Díaz succeeded Alejandro Andrade as Venezuela’s treasurer. Andrade, who had once been Chávez’s bodyguard, pleaded guilty and was sentenced to 10 years in 2018 after cooperating with U.S. authorities and secretly providing evidence on her, her husband, Gorrín, and a Venezuelan banker who operated a bank in the Dominican Republic to steer some of the bribery payments to the group, according to indictment and other court records.

Andrade, 58, whose sentence was significantly cut for his cooperation, admitted in a plea deal that he had bought an equestrian estate in Palm Beach County along with a stable of show-jumping horses as well as a fleet of exotic cars with the bribery payments from Gorrín. The former national treasurer, who served in the Venezuelan government between 2007 and 2010, turned over $300 million in bank accounts and other assets to the U.S. government.

The forfeiture judgment against Andrade totaled $1 billion, but that amount was based on what he was expected to receive from Gorrín for facilitating their alleged currency-exchange racket through the Venezuelan government.
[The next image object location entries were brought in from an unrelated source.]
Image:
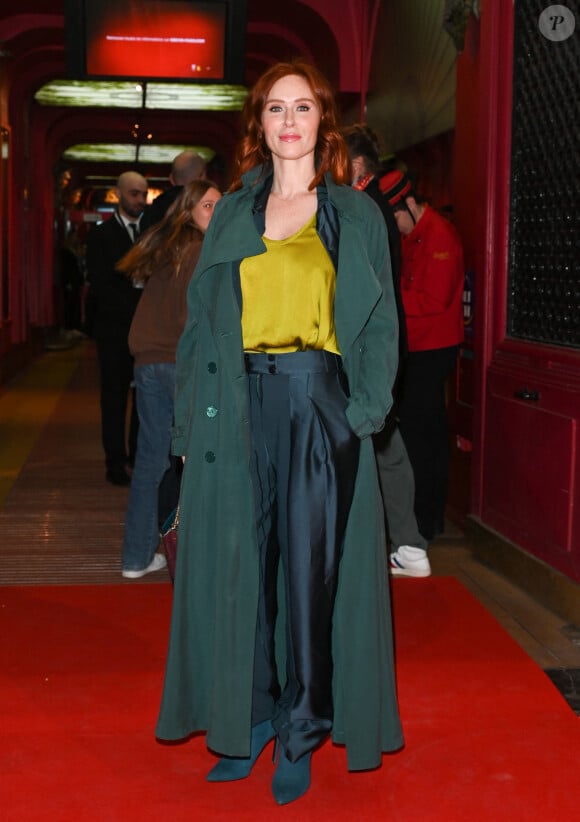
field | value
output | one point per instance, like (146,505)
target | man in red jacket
(432,280)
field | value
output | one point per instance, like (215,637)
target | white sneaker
(407,561)
(158,562)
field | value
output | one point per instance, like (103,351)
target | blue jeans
(155,385)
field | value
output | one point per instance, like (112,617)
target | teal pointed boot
(231,768)
(291,779)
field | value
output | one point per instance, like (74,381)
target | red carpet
(487,735)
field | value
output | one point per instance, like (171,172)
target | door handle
(525,394)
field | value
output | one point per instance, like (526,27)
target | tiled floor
(62,523)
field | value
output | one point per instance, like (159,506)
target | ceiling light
(127,153)
(173,96)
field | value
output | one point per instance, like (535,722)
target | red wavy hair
(331,153)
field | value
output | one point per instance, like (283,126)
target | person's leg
(113,389)
(155,390)
(424,427)
(265,688)
(398,491)
(317,464)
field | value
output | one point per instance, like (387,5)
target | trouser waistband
(293,362)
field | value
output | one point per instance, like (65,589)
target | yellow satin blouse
(288,295)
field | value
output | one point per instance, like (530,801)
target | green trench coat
(208,682)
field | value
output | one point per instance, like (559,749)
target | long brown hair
(169,240)
(331,153)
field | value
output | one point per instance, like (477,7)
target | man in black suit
(116,299)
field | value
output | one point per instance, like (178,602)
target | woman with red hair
(281,622)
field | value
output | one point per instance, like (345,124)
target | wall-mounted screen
(156,39)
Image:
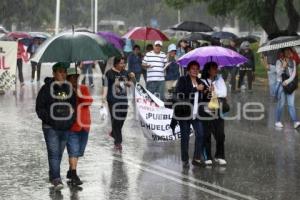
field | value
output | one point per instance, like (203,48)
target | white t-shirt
(157,63)
(219,85)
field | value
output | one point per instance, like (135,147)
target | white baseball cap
(172,47)
(158,42)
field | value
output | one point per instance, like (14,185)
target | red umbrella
(19,35)
(146,33)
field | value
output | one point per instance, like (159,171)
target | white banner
(8,64)
(154,117)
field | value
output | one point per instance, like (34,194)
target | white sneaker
(208,162)
(278,125)
(296,124)
(220,161)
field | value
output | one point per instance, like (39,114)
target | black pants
(215,127)
(185,129)
(249,74)
(117,120)
(35,67)
(20,69)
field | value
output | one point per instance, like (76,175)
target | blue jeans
(281,96)
(87,70)
(76,144)
(56,143)
(185,127)
(272,77)
(157,88)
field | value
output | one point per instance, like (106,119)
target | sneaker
(118,147)
(220,161)
(197,163)
(110,134)
(296,124)
(75,180)
(185,164)
(208,162)
(278,125)
(57,184)
(69,174)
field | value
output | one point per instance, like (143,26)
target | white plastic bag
(103,113)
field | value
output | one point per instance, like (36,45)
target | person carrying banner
(21,56)
(189,92)
(116,82)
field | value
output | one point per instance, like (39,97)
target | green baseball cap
(71,71)
(60,65)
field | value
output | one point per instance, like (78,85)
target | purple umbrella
(222,56)
(112,38)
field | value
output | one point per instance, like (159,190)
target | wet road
(263,163)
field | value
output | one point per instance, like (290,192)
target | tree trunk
(267,19)
(293,15)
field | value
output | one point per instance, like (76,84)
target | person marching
(79,131)
(214,125)
(56,106)
(116,82)
(189,92)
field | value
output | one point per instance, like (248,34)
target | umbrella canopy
(198,36)
(73,47)
(35,35)
(112,38)
(18,35)
(192,26)
(249,38)
(83,30)
(279,43)
(224,35)
(145,33)
(222,56)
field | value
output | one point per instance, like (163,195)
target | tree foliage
(259,12)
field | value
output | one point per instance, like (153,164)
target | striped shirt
(157,63)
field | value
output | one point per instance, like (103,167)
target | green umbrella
(74,47)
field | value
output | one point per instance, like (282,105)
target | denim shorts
(76,144)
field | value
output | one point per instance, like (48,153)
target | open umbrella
(112,38)
(146,33)
(74,47)
(18,35)
(224,35)
(249,38)
(192,26)
(35,35)
(198,36)
(222,56)
(279,43)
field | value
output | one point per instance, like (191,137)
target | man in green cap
(56,106)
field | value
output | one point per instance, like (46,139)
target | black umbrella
(198,36)
(224,35)
(279,43)
(192,26)
(249,38)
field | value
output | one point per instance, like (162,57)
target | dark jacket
(250,64)
(45,101)
(185,92)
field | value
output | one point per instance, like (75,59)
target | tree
(259,12)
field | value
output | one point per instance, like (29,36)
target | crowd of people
(67,123)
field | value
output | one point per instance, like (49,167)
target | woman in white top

Gorrín paid hundreds of millions of dollars in bribes to Andrade both before and after his tenure as national treasurer because he had introduced the wealthy businessman to his successor, Díaz, according to the indictment. Díaz continued to give Gorrín access to the Venezuelan government’s profitable currency exchange system, just as Andrade had done during his tenure.

Gorrín is accused of paying $65 million to Díaz and her husband, Velásquez, including transferring about $9 million from bank accounts in Switzerland to accounts in Miami between October 2012 and May 2013, according to the indictment.

The conspiracy case cites four wire transfers for $4.35 million, $4 million, $485,000 and $281,000 from Gorrín’s bank accounts in Switzerland to Miami accounts for the couple’s benefit, according to charges filed by Justice Department trial attorneys Vanessa Sisti and Paul Hayden and Miami federal prosecutor Kurt Lunkenheimer. A big chunk of that money went towards buying a yacht for the couple, the charges say.